The Fas ligand is predominantly expressed in activated T lymphocytes and is one of the major effector molecules of cytotoxic T lymphocytes and natural killer cells. Previously, we found excessive apoptosis of epithelial cells and infiltrating lymphocytes expressing Fas ligand mRNA in the lung tissue of bleomycin-induced pulmonary fibrosis in mice. Here we demonstrated that the administration of a soluble form of Fas antigen or anti-Fas ligand antibody prevented the development of this model and that lpr and gld mice were resistant against the induction of pneumopathy. These results suggest that the Fas-Fas ligand pathway plays an essential role in the development of pulmonary fibrosis and that preventing this pathway could have therapeutic value in lung injury and fibrosis.

Therapeutic effect of an anti-Fas ligand mAb on lethal graft-versus-host disease.

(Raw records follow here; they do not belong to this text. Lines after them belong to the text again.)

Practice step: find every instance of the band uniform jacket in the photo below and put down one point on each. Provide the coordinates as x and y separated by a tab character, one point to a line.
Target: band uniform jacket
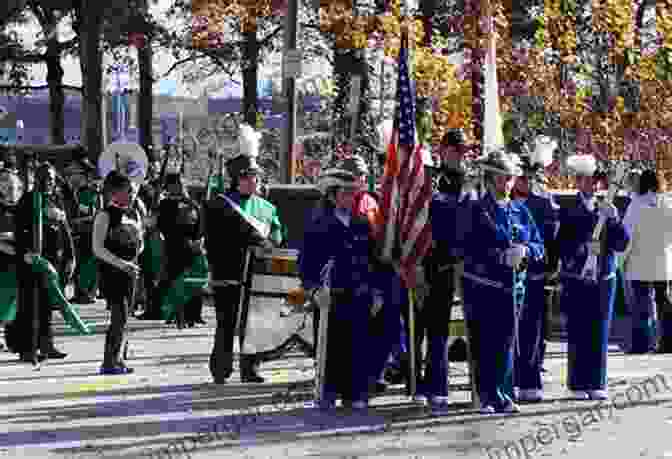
179	220
577	223
228	236
58	245
486	234
546	213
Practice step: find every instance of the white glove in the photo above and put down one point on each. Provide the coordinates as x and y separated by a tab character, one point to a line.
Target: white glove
515	255
377	305
595	247
608	210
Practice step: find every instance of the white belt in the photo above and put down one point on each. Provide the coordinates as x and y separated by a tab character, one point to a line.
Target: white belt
484	281
212	283
580	277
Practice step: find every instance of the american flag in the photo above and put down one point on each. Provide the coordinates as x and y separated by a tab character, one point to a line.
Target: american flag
406	189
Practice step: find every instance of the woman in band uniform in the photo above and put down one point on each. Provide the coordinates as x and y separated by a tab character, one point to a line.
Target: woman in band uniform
117	242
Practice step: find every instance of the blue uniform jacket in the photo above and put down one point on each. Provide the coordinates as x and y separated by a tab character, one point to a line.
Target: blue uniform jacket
487	232
546	214
576	231
327	237
445	212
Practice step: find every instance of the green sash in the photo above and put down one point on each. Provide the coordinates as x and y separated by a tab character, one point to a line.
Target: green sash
8	295
88	274
152	256
68	311
620	306
185	287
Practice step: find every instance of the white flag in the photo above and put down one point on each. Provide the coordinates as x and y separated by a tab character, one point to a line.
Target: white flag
493	137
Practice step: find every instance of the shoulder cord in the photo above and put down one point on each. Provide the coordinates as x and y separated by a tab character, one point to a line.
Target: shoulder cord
325	274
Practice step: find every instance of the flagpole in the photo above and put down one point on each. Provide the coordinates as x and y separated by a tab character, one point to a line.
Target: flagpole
411	291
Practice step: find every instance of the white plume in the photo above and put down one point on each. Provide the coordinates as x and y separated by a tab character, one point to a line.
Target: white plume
248	141
585	165
543	151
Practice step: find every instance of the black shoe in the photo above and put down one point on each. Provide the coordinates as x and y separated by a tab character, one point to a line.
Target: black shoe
378	387
29	357
251	378
54	354
148	316
457	352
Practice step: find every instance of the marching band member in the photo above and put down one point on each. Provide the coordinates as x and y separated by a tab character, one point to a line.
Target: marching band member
11	189
588	305
86	276
117	242
644	284
227	252
179	222
58	249
544	210
385	323
498	237
445	210
338	248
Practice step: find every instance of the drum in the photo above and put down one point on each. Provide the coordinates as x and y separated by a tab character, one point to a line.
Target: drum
11	187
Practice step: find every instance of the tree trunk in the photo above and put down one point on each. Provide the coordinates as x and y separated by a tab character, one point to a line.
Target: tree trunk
91	63
250	68
56	93
427	7
346	64
145	99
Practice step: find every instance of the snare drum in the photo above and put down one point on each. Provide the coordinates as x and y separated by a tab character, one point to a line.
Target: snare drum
11	187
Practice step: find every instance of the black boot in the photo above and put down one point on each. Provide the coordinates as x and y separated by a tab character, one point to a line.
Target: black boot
248	370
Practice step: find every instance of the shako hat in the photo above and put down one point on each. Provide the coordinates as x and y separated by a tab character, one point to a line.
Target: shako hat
248	150
500	162
336	177
582	165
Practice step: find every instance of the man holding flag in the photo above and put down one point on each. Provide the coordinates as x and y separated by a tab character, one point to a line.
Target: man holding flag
405	232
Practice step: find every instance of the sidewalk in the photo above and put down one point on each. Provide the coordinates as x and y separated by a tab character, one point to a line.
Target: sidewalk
67	410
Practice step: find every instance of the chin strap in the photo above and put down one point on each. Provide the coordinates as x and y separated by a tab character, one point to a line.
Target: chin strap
502	195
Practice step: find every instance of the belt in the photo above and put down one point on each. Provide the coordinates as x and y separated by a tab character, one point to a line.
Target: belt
219	283
580	277
484	281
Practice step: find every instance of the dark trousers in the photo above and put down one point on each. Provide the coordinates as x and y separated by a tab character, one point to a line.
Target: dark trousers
117	294
420	331
177	261
436	315
589	311
347	360
24	334
643	327
664	312
528	360
384	326
227	300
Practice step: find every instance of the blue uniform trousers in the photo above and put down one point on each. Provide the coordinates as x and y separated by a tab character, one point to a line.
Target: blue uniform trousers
589	309
529	360
491	310
386	327
348	357
643	337
436	314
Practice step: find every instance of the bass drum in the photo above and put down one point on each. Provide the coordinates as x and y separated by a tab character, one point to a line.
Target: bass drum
11	187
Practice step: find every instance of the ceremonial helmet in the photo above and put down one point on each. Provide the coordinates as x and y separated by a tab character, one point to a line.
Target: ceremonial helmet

Several anti-Fas ligand (FasL) inhibitory mAb (FLIM) were raised and characterized in this study. One, FLIM58, showed more potent neutralizing activity than Fas-Fc, the previously established artificial neutralizing agent for FasL. Several murine models of acute graft-versus-host disease (GVHD) after allogeneic bone marrow transplantation have been used to show that both FasL and perforin, the major effector molecules of cytotoxic T lymphocytes, are involved in this disease. In our GVHD model, FasL rather than perforin was associated with lethality. Administration of FLIM58 or Fas-Fc reduced the weight loss and mortality caused by GVHD, although other signs of GVHD, such as skin lesions, lymphoid hypoplasia and mononuclear cell infiltration in the liver, did not improve significantly. FLIM58 was more effective than Fas-Fc in reducing mortality. Our results demonstrated that neutralizing agents for FasL are therapeutic for lethal GVHD.

Increased soluble Fas-ligand in sera of bone marrow transplant recipients with acute graft-versus-host disease.

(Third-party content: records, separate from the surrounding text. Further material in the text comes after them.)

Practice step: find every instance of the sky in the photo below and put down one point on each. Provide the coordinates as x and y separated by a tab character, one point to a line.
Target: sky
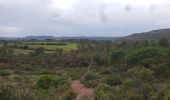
111	18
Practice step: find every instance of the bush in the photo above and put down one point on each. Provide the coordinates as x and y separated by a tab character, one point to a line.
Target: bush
141	73
4	73
153	54
90	76
70	95
112	80
104	92
45	82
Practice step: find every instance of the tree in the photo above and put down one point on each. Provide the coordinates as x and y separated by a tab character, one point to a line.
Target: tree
164	42
117	56
39	51
146	56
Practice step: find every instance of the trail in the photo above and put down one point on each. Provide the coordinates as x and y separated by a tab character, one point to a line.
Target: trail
82	91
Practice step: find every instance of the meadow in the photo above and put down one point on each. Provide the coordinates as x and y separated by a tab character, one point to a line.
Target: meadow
84	70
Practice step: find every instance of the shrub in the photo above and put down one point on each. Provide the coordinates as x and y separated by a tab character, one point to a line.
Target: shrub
46	81
141	73
70	95
113	80
4	73
153	54
104	92
90	76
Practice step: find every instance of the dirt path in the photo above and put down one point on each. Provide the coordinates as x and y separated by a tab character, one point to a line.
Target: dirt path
82	92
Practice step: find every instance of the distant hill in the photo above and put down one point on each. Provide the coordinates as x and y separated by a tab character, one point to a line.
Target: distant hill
38	37
58	38
152	35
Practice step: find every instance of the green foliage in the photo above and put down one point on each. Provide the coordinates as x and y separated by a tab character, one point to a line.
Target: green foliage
104	92
164	42
153	54
113	80
46	81
117	56
91	76
70	95
162	70
141	73
90	79
4	73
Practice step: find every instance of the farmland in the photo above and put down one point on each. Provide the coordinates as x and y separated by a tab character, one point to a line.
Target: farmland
90	70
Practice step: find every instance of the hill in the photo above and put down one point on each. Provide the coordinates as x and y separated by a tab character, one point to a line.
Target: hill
58	38
151	35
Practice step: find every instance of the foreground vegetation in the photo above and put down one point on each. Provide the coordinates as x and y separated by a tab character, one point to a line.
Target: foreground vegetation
127	70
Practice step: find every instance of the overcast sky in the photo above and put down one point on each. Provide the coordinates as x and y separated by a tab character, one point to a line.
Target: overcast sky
82	17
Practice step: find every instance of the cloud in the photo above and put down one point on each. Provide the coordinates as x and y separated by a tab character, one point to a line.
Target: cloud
5	30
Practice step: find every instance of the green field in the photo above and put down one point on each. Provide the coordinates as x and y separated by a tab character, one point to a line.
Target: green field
69	46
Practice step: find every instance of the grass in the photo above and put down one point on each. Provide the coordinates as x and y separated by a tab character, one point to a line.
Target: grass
69	46
22	51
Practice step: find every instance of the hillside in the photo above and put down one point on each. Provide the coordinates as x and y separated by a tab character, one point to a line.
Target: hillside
152	35
58	38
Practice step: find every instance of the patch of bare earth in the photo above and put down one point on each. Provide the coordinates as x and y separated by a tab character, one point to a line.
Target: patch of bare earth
83	93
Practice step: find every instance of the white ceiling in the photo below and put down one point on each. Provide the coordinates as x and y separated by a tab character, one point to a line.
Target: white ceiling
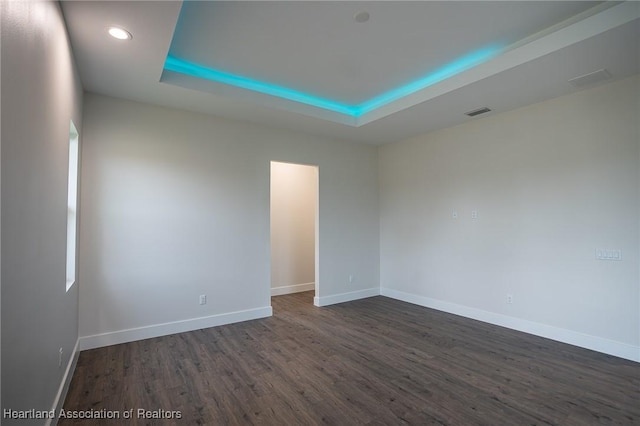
317	48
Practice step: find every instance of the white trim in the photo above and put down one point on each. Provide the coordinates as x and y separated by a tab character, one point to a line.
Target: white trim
288	289
345	297
64	385
157	330
599	344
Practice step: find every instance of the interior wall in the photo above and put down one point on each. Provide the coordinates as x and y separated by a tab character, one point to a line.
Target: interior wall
551	183
176	204
41	92
294	194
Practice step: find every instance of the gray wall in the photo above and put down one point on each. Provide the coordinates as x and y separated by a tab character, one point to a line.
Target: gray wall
40	94
176	204
552	183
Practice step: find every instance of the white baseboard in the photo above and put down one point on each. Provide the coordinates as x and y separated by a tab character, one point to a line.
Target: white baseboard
575	338
157	330
64	385
288	289
345	297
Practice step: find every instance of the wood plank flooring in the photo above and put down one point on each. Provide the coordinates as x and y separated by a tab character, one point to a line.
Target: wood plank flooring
375	361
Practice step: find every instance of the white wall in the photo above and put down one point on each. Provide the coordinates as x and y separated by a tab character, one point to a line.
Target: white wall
552	182
176	204
294	194
40	94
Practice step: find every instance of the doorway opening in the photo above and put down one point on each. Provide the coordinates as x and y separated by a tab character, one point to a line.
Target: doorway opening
294	200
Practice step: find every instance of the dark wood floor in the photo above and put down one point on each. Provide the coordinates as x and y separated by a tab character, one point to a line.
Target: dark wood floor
375	361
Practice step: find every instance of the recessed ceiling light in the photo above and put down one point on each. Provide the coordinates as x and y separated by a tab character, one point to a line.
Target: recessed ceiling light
362	16
120	33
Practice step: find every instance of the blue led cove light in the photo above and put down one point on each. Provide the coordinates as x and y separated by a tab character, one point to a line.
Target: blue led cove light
456	67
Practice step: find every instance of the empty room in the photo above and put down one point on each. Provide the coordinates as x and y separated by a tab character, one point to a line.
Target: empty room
320	212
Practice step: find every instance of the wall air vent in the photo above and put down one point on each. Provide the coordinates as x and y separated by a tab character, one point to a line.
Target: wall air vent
477	111
591	78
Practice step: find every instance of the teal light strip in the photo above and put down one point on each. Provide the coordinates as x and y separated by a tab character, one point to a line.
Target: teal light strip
462	64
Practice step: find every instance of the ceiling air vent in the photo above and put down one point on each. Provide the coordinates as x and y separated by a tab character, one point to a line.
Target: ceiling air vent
592	77
477	111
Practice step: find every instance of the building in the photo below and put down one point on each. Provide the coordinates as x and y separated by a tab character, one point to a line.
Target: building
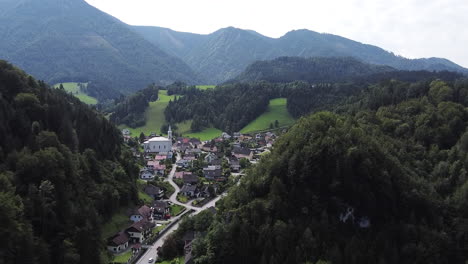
142	213
212	172
159	144
118	243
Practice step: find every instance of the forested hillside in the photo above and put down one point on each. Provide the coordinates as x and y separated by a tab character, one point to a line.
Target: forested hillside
225	53
230	107
130	110
313	70
384	181
63	172
71	41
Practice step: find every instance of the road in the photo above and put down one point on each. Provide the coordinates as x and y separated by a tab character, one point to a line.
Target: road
152	251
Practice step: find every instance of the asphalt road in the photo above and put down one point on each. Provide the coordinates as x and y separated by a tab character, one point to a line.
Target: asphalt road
152	251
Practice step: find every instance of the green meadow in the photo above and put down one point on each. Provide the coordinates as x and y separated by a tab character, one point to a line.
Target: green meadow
205	87
73	88
276	111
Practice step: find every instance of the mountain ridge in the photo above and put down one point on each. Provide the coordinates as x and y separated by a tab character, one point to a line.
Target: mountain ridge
225	53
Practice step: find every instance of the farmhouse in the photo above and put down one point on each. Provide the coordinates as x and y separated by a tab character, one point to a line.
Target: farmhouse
142	213
118	242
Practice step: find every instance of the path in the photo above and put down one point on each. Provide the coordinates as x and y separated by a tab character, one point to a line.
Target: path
152	250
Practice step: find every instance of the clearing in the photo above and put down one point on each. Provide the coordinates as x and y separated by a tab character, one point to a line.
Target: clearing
276	111
205	87
73	88
154	116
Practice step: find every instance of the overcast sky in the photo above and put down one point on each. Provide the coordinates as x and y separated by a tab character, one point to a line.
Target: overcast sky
411	28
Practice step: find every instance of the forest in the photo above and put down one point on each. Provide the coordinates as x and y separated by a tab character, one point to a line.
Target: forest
382	179
131	110
63	173
232	106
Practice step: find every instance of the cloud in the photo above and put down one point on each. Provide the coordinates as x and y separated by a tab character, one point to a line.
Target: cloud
411	28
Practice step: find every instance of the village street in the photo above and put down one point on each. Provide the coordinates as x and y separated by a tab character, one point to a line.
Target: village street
152	250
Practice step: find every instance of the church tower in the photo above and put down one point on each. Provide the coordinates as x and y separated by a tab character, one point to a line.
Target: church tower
169	133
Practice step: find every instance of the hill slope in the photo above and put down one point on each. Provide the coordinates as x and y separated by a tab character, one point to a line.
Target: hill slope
63	173
79	43
314	70
221	55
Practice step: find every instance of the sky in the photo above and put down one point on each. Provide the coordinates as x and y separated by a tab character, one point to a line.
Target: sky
410	28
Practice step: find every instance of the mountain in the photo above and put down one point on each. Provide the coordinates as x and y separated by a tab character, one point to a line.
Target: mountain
224	54
382	182
69	40
63	173
313	70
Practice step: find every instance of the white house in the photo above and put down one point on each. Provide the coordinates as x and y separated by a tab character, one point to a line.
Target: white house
118	243
157	144
146	174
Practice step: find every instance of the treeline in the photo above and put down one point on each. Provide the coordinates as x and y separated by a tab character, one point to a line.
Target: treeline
131	110
313	70
383	182
63	173
228	107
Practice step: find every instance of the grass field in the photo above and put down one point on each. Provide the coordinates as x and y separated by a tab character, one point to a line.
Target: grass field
179	260
205	87
205	134
276	111
119	221
154	116
123	258
72	87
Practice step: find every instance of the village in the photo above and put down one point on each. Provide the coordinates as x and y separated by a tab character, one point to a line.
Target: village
181	175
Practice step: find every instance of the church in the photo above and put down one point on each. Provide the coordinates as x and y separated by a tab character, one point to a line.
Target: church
159	144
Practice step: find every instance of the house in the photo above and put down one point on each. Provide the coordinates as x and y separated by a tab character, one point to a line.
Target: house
118	242
184	163
242	153
210	157
210	147
161	210
146	174
142	213
126	132
189	190
153	191
234	164
190	179
160	157
195	142
159	144
212	172
180	174
139	231
225	135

Acute graft-versus-host disease (aGVHD) is a major complication following allogeneic bone marrow transplantation (BMT). Recently, accumulating evidence indicates that the Fas/Fas ligand (FasL) system is implicated in the pathogenesis of aGVHD in murine models. We determined the serum levels of soluble FasL (sFasL) in BMT recipients using an enzyme-linked immunosorbent assay. The serum sFasL was suppressed during the period of myelosuppression following the preparative regimen and subsequently increased with hematopoietic reconstitution after BMT. In patients with aGVHD, the serum sFasL level was significantly higher than in those without aGVHD. In the mixed lymphocyte reaction assay, sFasL in the supernatants was increased with a significant correlation to the level of 3H-thymidine uptake. Our findings suggest that the Fas/FasL system is activated by allogeneic stimulation and may have close correlation to the development of aGVHD in human BMT.

Lethal effect of recombinant human Fas ligand in mice pretreated with Propionibacterium acnes.

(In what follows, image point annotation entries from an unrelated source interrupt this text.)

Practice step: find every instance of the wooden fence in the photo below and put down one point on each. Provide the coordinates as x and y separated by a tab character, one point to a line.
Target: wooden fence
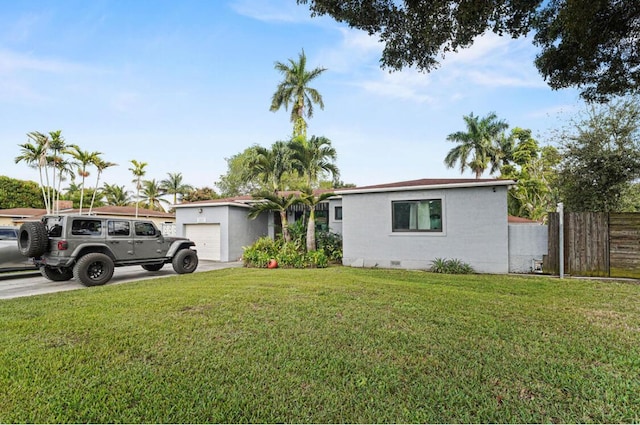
595	244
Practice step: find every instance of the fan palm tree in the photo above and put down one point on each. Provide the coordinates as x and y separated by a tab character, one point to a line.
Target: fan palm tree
152	195
312	201
138	172
116	195
479	146
34	154
312	158
294	89
269	201
271	166
174	186
84	159
57	146
100	165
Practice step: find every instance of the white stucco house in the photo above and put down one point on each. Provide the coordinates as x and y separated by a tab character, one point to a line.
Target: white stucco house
397	225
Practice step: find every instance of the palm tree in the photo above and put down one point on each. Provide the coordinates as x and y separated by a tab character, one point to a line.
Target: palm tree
481	141
294	89
116	195
84	158
311	159
34	154
57	146
269	201
314	157
312	201
65	167
152	195
270	166
174	186
138	172
100	165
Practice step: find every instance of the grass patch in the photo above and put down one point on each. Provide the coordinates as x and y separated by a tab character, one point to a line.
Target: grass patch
327	345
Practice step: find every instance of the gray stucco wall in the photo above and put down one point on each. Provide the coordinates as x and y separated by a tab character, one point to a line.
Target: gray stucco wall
236	229
335	226
527	242
474	230
244	231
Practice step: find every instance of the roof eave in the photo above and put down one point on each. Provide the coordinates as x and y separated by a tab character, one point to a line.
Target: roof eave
426	187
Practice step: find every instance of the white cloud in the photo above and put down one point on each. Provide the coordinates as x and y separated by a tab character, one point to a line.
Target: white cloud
271	11
408	85
491	62
356	47
11	62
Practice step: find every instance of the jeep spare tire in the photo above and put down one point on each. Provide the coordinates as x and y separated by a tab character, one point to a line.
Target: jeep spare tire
32	239
185	261
94	269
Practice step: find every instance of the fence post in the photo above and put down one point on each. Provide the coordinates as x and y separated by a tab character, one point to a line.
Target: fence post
561	239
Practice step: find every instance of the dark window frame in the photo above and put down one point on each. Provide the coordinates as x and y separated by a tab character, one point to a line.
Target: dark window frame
434	217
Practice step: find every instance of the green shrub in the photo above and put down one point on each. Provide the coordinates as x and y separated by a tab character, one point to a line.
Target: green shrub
317	259
331	245
452	266
287	254
259	254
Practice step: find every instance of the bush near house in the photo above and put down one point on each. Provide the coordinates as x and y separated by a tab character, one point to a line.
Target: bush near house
287	254
333	345
452	266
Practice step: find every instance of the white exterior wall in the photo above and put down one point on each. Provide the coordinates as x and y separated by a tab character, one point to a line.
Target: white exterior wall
335	226
527	243
236	229
474	230
244	231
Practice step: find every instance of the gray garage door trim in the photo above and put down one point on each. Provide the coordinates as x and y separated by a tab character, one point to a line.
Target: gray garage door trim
207	239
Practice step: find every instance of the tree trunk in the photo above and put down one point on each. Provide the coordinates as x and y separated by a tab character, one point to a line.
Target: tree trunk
311	231
285	226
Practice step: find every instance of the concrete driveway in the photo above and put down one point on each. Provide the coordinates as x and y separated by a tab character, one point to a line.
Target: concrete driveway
14	285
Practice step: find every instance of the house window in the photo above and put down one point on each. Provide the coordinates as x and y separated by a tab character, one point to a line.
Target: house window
118	228
86	227
417	216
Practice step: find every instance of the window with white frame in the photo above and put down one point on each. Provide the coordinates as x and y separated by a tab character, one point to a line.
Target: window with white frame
417	216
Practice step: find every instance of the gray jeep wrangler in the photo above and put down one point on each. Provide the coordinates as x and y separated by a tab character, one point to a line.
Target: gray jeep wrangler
88	247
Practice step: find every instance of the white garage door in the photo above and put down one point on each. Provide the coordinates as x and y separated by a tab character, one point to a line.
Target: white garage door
207	239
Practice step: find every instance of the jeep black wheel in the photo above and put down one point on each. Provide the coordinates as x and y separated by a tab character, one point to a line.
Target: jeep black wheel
33	239
94	269
152	267
185	261
61	274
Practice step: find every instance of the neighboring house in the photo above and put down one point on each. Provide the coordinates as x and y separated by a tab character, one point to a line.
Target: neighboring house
221	227
409	224
398	225
528	242
14	216
164	221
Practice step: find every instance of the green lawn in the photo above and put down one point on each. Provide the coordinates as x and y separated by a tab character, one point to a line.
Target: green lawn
327	345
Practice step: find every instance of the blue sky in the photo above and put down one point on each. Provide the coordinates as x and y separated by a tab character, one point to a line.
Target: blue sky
182	85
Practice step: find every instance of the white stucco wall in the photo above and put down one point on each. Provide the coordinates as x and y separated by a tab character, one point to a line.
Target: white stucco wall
244	231
527	242
474	230
335	226
236	229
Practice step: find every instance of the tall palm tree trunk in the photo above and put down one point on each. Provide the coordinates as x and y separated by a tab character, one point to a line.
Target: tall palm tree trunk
285	226
311	230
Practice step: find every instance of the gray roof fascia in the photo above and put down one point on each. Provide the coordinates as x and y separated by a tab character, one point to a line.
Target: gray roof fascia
425	187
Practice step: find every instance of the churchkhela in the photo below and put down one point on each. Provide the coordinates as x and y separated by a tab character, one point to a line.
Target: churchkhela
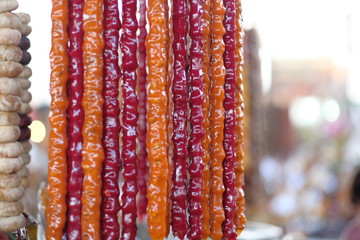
146	119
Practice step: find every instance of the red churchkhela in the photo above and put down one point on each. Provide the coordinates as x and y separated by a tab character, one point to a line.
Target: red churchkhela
129	119
196	164
229	229
75	116
179	136
143	168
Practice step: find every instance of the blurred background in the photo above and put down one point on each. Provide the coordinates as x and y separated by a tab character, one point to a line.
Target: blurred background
302	101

Fas ligand (FasL) is a type II membrane protein. Binding of FasL to its receptor, Fas, induces apoptosis. Matrix metalloproteinase cleaves the membrane-bound human FasL to yield the active soluble form. Here, we have produced a large amount of human soluble rFasL using the yeast, Pichia pastoris. The purified rFasL was found to be glycosylated and to exist as a trimer. The rFasL was effective in inducing apoptosis in a Fas-expressing T cell or a fibroblast cell line. The ID50 of rFasL for mouse Fas-expressing T cells was about 0.5 ng/ml. The killing process with rFasL was quick. That is, >80% Fas-expressing mouse cells were killed within 1 h by a saturation concentration of human rFasL. Intravenous administration of 500 microg of human rFasL had a lethal effect in mice. When the mice were pretreated with Propionibacterium acnes, the subsequent injection of 30 microg of human rFasL induced hepatic failure and killed the mice within 24 h. These results indicated that the soluble human FasL is active in inducing apoptosis in vitro and in vivo, and its deleterious effect may be strengthened in patients who are suffering from bacterial infection.